Tile id | Description |
---|---|
0 | Always walkable, grd displayed as floor instead |
1 <= x < door |
Walkable, displayed as floor |
door <= x < wall |
Displayed as a wall, but walkable |
wall <= x < obj |
Non-walkable, displayed as a wall |
obj <= x |
Non-walkable, displayed as an object sprite |
You can also add non-player characters (or other objects) to the maze independently to the map (in an int array with x, y, tile id
triplets, where the coordinates are multiplied by 128). These will be walkable and will be displayed the same as object sprites;
collision detection, movement and all the other aspects have to be implemented in your game by you. The maze
command just diplays
these. It does a favour for you though, if the given NPC can directly see the player, then the tile id's most significant 4 bits
in the array will be set. Which bits depends on their distance to each other: the most significant bit (0x80000000) is set if their
distance is smaller than 8 map fields, next bit (0x40000000) if less than 4 fields, next bit (0x20000000) if less than 2 map fields,
and finally last bit (0x10000000) if they are on the same field or neightbouring map fields.

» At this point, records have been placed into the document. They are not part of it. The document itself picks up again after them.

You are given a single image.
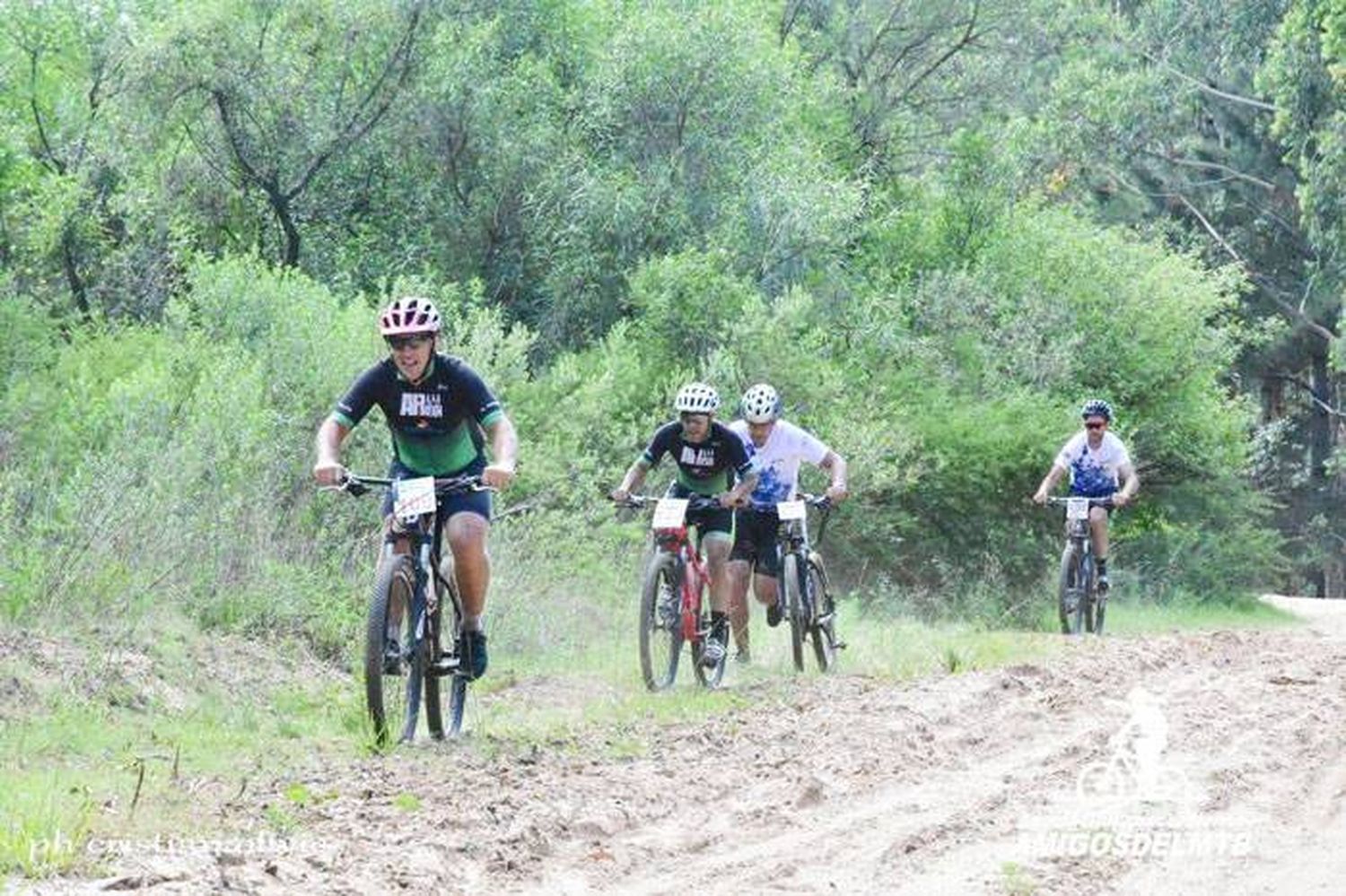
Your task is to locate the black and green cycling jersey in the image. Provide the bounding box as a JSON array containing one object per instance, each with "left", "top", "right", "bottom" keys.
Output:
[
  {"left": 641, "top": 420, "right": 753, "bottom": 495},
  {"left": 333, "top": 354, "right": 505, "bottom": 476}
]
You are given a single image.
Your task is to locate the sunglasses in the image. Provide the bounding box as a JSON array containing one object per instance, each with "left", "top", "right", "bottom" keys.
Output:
[{"left": 388, "top": 335, "right": 430, "bottom": 352}]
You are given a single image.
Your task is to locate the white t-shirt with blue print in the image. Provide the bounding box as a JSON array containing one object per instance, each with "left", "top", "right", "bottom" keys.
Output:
[
  {"left": 1057, "top": 432, "right": 1131, "bottom": 498},
  {"left": 730, "top": 420, "right": 829, "bottom": 510}
]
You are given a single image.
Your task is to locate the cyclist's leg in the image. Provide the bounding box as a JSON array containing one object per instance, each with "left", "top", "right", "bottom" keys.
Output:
[
  {"left": 753, "top": 513, "right": 781, "bottom": 607},
  {"left": 726, "top": 510, "right": 756, "bottom": 657},
  {"left": 441, "top": 474, "right": 492, "bottom": 678},
  {"left": 689, "top": 509, "right": 734, "bottom": 665},
  {"left": 1089, "top": 508, "right": 1108, "bottom": 588}
]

Furthermore this command also takes care of navigation in the maze, ▴ / △ moves the turtle forward, ▾ / ▽
backward; ◂ / ◁ turns left, and ▸ / ▷ turns right (keyboard mappings for the gamepad can be changed, see
[memory map] for details). Handling all the other gamepad buttons and interactions are up to you to code in your game, the maze
only helps you with moving the player and handling collisions with the walls.
NOTE: Don't forget that you always have to divide the turtle's position by 128 to get the player's position on the map.